[
https://issues.apache.org/jira/browse/CASSANDRA-15669?page=com.atlassian.jira.plugin.system.issuetabpanels:comment-tabpanel&focusedCommentId=17324337#comment-17324337
]
Alexey Zotov edited comment on CASSANDRA-15669 at 4/17/21, 8:51 PM:
--------------------------------------------------------------------
I have checked this issue. I feel I have a kind of clear understanding of what
is going on.
[~sunhaihong]
Just a point of my curiosity - what values for {{sstable_size_in_mb}} and
{{fanout_size}} params do you use in prod and how much data do you have? I'm
just wondering how you were able to face this issue.
[~marcuse]
Looks like you are the best person to discuss this issue (as I can see, you
actively participated in LCS development).
First of all, I was able to reproduce this issue. I explored the code and
probably I found a couple of minor issues.
# *Wrong estimates calculation*
There is the following comment in the code:
{code:java}
// allocate enough generations for a PB of data, with a 1-MB sstable size.
(Note that if maxSSTableSize is
// updated, we will still have sstables of the older, potentially smaller size.
So don't make this
// dependent on maxSSTableSize.)
static final int MAX_LEVEL_COUNT = (int) Math.log10(1000 * 1000 * 1000);
{code}
It states about a PB of data for 1-MB sstable size configuration, but it does
not seem to be correct. It would be correct if 10 levels were supported.
However, 9 levels are currently supported. Here are my calculations (1-MB
sstable size and 10 fanout size):
{code:java}
L0: 4 * 1 MB = 4 MB
L1: 10^1 * 1 MB = 10 MB
L2: 10^2 * 1 MB = 100 MB
L3: 10^3 * 1 MB = 1000 MB
L4: 10^4 * 1 MB = 10000 MB = 9.76 GB
L5: 10^5 * 1 MB = 100000 MB = 97.65 GB
L6: 10^6 * 1 MB = 1000000 MB = 976.56 GB
L7: 10^7 * 1 MB = 10000000 MB = 9765.62 GB = 9.53 TB
L8: 10^8 * 1 MB = 100000000 MB = 97656.25 GB = 95.36 TB
L9: 10^9 * 1 MB = 1000000000 MB = 976562.50 GB = 953.67 TB <-- this level is
not supported {code}
Here is the place where it is clearly shown that 9 levels (including L0) are
supported at the moment:
{code:java}
// note that since l0 is broken out, levels[0] represents L1:
private final TreeSet<SSTableReader> [] levels = new TreeSet[MAX_LEVEL_COUNT -
1];
{code}
Either the comment needs to be fixed or the number of levels needs to be
increased. I believe fixing the comment would be easier and amount of data
still would be enough for a regular C* setup.
# *There is no proper handling of a situation when there is more data than
supported*
The issue happens when compaction for L8 is going to be started.

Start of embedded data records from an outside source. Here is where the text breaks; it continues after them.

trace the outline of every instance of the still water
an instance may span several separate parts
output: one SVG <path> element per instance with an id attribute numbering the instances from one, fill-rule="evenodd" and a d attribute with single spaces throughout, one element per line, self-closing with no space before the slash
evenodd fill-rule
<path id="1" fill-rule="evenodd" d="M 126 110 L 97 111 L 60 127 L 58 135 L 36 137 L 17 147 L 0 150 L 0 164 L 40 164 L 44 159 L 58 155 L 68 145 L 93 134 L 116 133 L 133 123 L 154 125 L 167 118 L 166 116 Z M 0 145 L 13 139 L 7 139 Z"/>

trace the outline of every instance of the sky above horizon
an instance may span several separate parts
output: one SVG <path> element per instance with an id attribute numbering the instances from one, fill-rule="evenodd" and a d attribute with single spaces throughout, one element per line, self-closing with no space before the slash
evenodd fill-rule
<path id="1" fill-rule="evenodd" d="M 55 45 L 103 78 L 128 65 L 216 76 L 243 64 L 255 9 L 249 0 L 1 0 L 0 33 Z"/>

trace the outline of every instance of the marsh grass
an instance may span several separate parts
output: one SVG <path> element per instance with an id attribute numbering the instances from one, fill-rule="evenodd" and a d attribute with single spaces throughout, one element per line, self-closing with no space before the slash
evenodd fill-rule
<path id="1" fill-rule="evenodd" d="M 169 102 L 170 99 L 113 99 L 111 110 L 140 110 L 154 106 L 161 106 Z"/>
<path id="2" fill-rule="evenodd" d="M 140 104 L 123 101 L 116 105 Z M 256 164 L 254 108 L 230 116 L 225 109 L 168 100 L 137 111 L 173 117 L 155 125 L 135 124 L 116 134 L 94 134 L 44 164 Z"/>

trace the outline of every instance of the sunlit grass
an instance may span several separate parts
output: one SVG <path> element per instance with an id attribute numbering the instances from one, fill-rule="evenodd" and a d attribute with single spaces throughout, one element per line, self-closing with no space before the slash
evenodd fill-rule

Here is the
flow: {{getCompactionCandidates}} --> {{getCandidatesFor\(i\)}} -->
{{generations.get(level + 1)}}. So while checking the compaction candidates for
L8, it tries to see what's going on L9 level and immediately fails. And that's
fair because we target to support a certain amount of data only.
Currently the above flow is triggered when {{score > 1.001}} (there is more
data than it should be on a level). In fact, we should not even try to check
candidates for compaction on the highest level, we should just fail fast since
it is an impossible situation for a properly configured C* cluster. I think a
clear error should be thrown when there is an attempt to handle more data than
expected on the highest level, smth like:
{code:java}
if (score > 1.001)
{
// the highest level should not ever exceed its maximum size
if (i == generations.levelCount() - 1)
throw new RuntimeException("Highest level (L" + i + ") should not exceed its
maximum size (" + maxBytesForLevel + "), but it has " + bytesForLevel + "
bytes");
// before proceeding with a higher level, let's see if L0 is far enough
behind to warrant STCS
if (l0Compaction != null)
return l0Compaction;
...
}
{code}
I'd be glad to hear you feedback on the points above. If you find the
suggestions reasonable, I'd like to come up with a patch (I have a draft, but
before polishing it I'd like to validate my understanding). Probably I'd also
update the documentation to clearly state number of levels supported and the
ways to estimate data size.
was (Author: azotcsit):
I have checked this issue. I feel I have a kind of clear understanding of what
is going on.
[~sunhaihong]
Just a point of my curiosity - what values for {{sstable_size_in_mb}} and
{{fanout_size}} params do you use in prod and how much data do you have? I'm
just wondering how you were able to face this issue.
[~marcuse]
Looks like you are the best person to discuss this issue (as I can see, you
actively participated in LCS development).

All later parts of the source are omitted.